As 2023 winds down, The GitHub Blog is highlighting your favorite posts of the year. These are the most-read and shared blogs of 2023. Not only did the incredible work from GitHub’s engineers, product teams, and security researchers draw lots of attention, but many of you spent time consuming how-to articles and guides, along with overviews of your favorite programming languages (hello, Rust). So grab a warm beverage, find a quiet corner for reading, and let’s take a look at some of the top posts published this year!
AI is everywhere
GitHub Copilot grew and evolved this year, and developers loved reading all about it.

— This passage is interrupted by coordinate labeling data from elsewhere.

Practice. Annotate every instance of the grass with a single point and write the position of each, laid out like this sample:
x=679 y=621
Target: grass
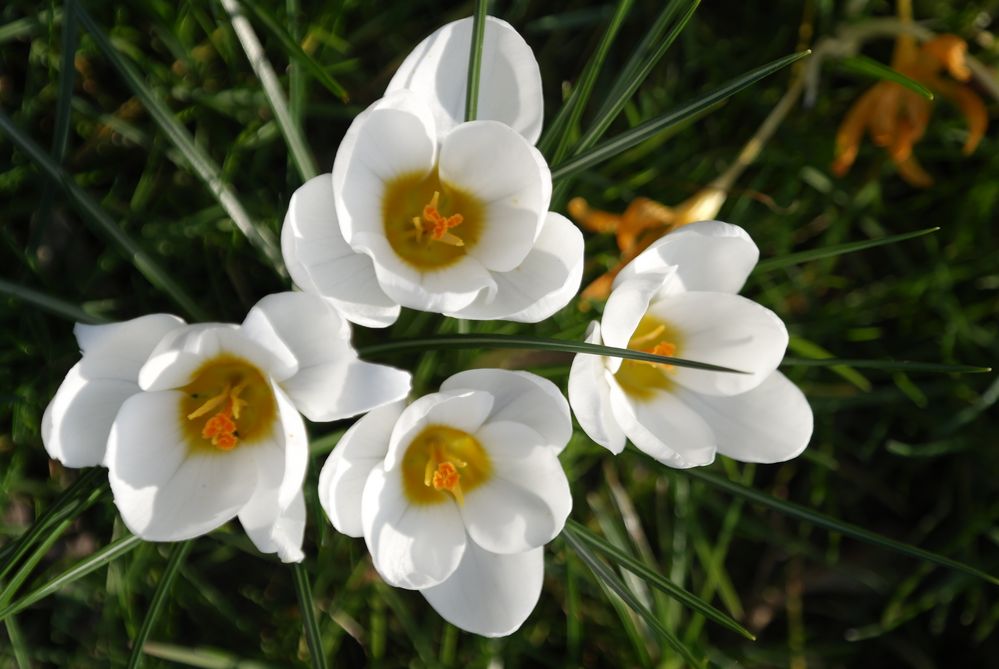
x=156 y=179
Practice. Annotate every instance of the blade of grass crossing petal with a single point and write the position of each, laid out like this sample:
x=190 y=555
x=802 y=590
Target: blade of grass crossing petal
x=178 y=554
x=307 y=607
x=605 y=574
x=835 y=250
x=650 y=128
x=292 y=133
x=621 y=558
x=82 y=568
x=53 y=305
x=568 y=117
x=475 y=60
x=294 y=50
x=459 y=341
x=101 y=221
x=809 y=516
x=871 y=68
x=204 y=167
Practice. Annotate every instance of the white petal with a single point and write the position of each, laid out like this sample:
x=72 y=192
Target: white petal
x=709 y=256
x=665 y=428
x=589 y=396
x=342 y=479
x=727 y=330
x=770 y=423
x=525 y=502
x=164 y=490
x=461 y=410
x=522 y=397
x=320 y=261
x=274 y=528
x=511 y=80
x=499 y=167
x=489 y=594
x=177 y=357
x=331 y=383
x=545 y=282
x=412 y=546
x=393 y=137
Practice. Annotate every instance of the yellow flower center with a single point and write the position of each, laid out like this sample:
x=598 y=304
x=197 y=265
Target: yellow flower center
x=430 y=224
x=443 y=462
x=639 y=379
x=229 y=402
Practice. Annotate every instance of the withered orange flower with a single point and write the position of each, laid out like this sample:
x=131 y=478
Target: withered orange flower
x=643 y=222
x=896 y=117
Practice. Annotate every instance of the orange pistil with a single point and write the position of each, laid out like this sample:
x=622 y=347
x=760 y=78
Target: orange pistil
x=436 y=226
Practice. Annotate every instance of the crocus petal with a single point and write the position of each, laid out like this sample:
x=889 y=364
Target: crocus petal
x=709 y=256
x=331 y=383
x=412 y=546
x=274 y=528
x=360 y=450
x=589 y=396
x=521 y=397
x=511 y=92
x=499 y=167
x=164 y=489
x=665 y=428
x=395 y=136
x=77 y=422
x=726 y=330
x=320 y=261
x=525 y=502
x=489 y=594
x=545 y=282
x=770 y=423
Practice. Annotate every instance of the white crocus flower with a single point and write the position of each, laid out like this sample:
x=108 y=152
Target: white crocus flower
x=199 y=424
x=425 y=211
x=456 y=494
x=678 y=298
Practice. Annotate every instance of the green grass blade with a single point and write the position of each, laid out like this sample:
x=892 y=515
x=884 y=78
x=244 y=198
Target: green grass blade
x=460 y=341
x=100 y=219
x=53 y=305
x=654 y=579
x=640 y=133
x=177 y=556
x=836 y=250
x=294 y=50
x=571 y=112
x=82 y=568
x=204 y=167
x=869 y=67
x=304 y=163
x=886 y=365
x=475 y=60
x=815 y=518
x=307 y=607
x=605 y=574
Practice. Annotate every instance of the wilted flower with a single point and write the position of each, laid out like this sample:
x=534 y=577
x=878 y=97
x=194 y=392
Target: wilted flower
x=678 y=299
x=896 y=117
x=456 y=494
x=198 y=424
x=428 y=212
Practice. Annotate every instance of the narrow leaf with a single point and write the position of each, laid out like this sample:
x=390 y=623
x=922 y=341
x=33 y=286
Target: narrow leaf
x=814 y=517
x=177 y=556
x=475 y=60
x=459 y=341
x=640 y=133
x=82 y=568
x=654 y=579
x=836 y=250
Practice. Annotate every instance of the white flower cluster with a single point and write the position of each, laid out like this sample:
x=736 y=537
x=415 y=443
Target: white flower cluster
x=455 y=494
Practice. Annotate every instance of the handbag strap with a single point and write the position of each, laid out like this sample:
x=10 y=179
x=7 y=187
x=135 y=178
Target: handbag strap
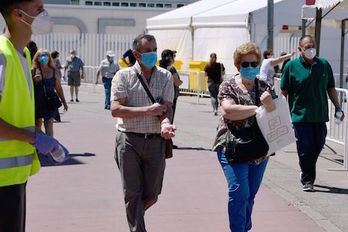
x=149 y=94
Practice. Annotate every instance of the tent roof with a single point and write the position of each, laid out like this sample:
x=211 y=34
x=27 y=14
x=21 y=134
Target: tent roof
x=181 y=18
x=325 y=4
x=234 y=13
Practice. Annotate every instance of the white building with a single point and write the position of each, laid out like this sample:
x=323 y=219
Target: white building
x=105 y=16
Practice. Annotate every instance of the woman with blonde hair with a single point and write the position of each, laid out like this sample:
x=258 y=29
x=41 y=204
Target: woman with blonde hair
x=239 y=98
x=47 y=85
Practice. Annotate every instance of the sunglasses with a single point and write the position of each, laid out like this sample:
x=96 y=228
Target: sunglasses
x=246 y=64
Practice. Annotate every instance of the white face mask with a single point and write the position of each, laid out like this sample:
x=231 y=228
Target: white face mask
x=310 y=53
x=41 y=24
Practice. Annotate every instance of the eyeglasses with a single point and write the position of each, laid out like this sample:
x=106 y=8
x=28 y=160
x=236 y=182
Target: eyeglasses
x=246 y=64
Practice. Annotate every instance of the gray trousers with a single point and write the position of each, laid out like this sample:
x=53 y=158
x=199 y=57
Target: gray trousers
x=141 y=162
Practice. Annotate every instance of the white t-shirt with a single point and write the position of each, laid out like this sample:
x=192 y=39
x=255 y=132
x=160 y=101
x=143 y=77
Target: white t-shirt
x=267 y=71
x=25 y=66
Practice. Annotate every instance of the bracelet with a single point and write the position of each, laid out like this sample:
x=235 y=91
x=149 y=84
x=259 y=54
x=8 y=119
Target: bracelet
x=165 y=121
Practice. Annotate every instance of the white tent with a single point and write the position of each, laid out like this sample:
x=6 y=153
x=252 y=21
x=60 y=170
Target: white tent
x=219 y=26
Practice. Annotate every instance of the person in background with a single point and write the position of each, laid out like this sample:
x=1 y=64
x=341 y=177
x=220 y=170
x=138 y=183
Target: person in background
x=128 y=58
x=75 y=72
x=307 y=81
x=107 y=69
x=56 y=62
x=32 y=48
x=167 y=61
x=267 y=70
x=18 y=139
x=237 y=97
x=142 y=128
x=46 y=82
x=215 y=72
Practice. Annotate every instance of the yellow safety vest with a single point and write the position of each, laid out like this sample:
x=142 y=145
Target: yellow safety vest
x=18 y=160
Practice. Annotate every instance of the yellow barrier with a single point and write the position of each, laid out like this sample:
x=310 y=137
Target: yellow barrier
x=197 y=79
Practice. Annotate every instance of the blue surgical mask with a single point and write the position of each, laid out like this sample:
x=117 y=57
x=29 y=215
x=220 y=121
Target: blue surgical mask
x=149 y=59
x=43 y=59
x=249 y=73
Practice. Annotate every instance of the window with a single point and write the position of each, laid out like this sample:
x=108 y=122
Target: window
x=75 y=2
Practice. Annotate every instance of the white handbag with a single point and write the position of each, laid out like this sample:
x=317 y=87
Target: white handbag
x=276 y=126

We shared several big announcements about your AI pair programmer and offered some guides to get you up to speed on LLMs and prompt engineering.
- Universe 2023: Copilot transforms GitHub into the AI-powered developer platform
GitHub announced general availability of GitHub Copilot Chat and previews of the new GitHub Copilot Enterprise offering, new AI-powered security features, and the GitHub Copilot Partner Program. - How to use GitHub Copilot: Prompts, tips, and use cases
In this prompt guide for GitHub Copilot, GitHub developer advocate Michelle and former GitHub staff member Rizel share examples and best practices for communicating your desired results to the AI pair programmer. - The architecture of today’s LLM applications
Here’s everything you need to know to build your first LLM app and problem spaces you can start exploring today. - A developer’s guide to prompt engineering and LLMs
Prompt engineering is the art of communicating with a generative AI model. In this article, we’ll cover how we approach prompt engineering at GitHub, and how you can use it to build your own LLM-based application.
Making you more productive and secure
This year we also beefed up security and launched new productivity tools to supercharge your software development.
- Raising the bar for software security: GitHub 2FA begins March 13
On March 13, we officially began rolling out our initiative to require all developers who contribute code on GitHub.com to enable one or more forms of two-factor authentication (2FA) by the end of 2023. Read on to learn about what the process entails and how you can help secure the software supply chain with 2FA. - Announcing the GitHub Actions extension for VS Code
We announced the release of the public beta of the official GitHub Actions VS Code extension, which provides support for authoring and editing workflows and helps you manage workflow runs without leaving your IDE. - GitHub merge queue is generally available
Supercharge pull request merges on your busiest branches by enabling your team to queue.
How GitHub builds GitHub
Alongside everything new and improved that we announced, we also shared glimpses behind the scenes into how our engineering teams build the products that you use every day. Find out how we deliver first-class tools and experiences internally to our own developers and externally to everyone who uses GitHub around the world.
- The technology behind GitHub’s new code search
A look at what went into building the world’s largest public code search index. - Building GitHub with Ruby and Rails
Since the beginning, GitHub.com has been a Ruby on Rails monolith. Today, the application is nearly two million lines of code and more than 1,000 engineers collaborate on it daily. - Upgrading GitHub.com to MySQL 8.0
GitHub uses MySQL to store vast amounts of relational data. This is the story of how we seamlessly upgraded our production fleet to MySQL 8.0.
The programming languages you love
In our annual Octoverse report, we studied how open source activity around AI, the cloud, and Git are changing the developer experience. One takeaway? You love programming in Python and Rust.
- Why Python keeps growing, explained
A deep dive into why more people are using Python than ever, its key use cases, and why it’s still so popular 30-plus years after it was first released. - Why Rust is the most admired language among developers
Rust continues to top the charts as the most admired and desired language by developers, and in this post, we dive a little deeper into how (and why) Rust is stealing the hearts of developers around the world.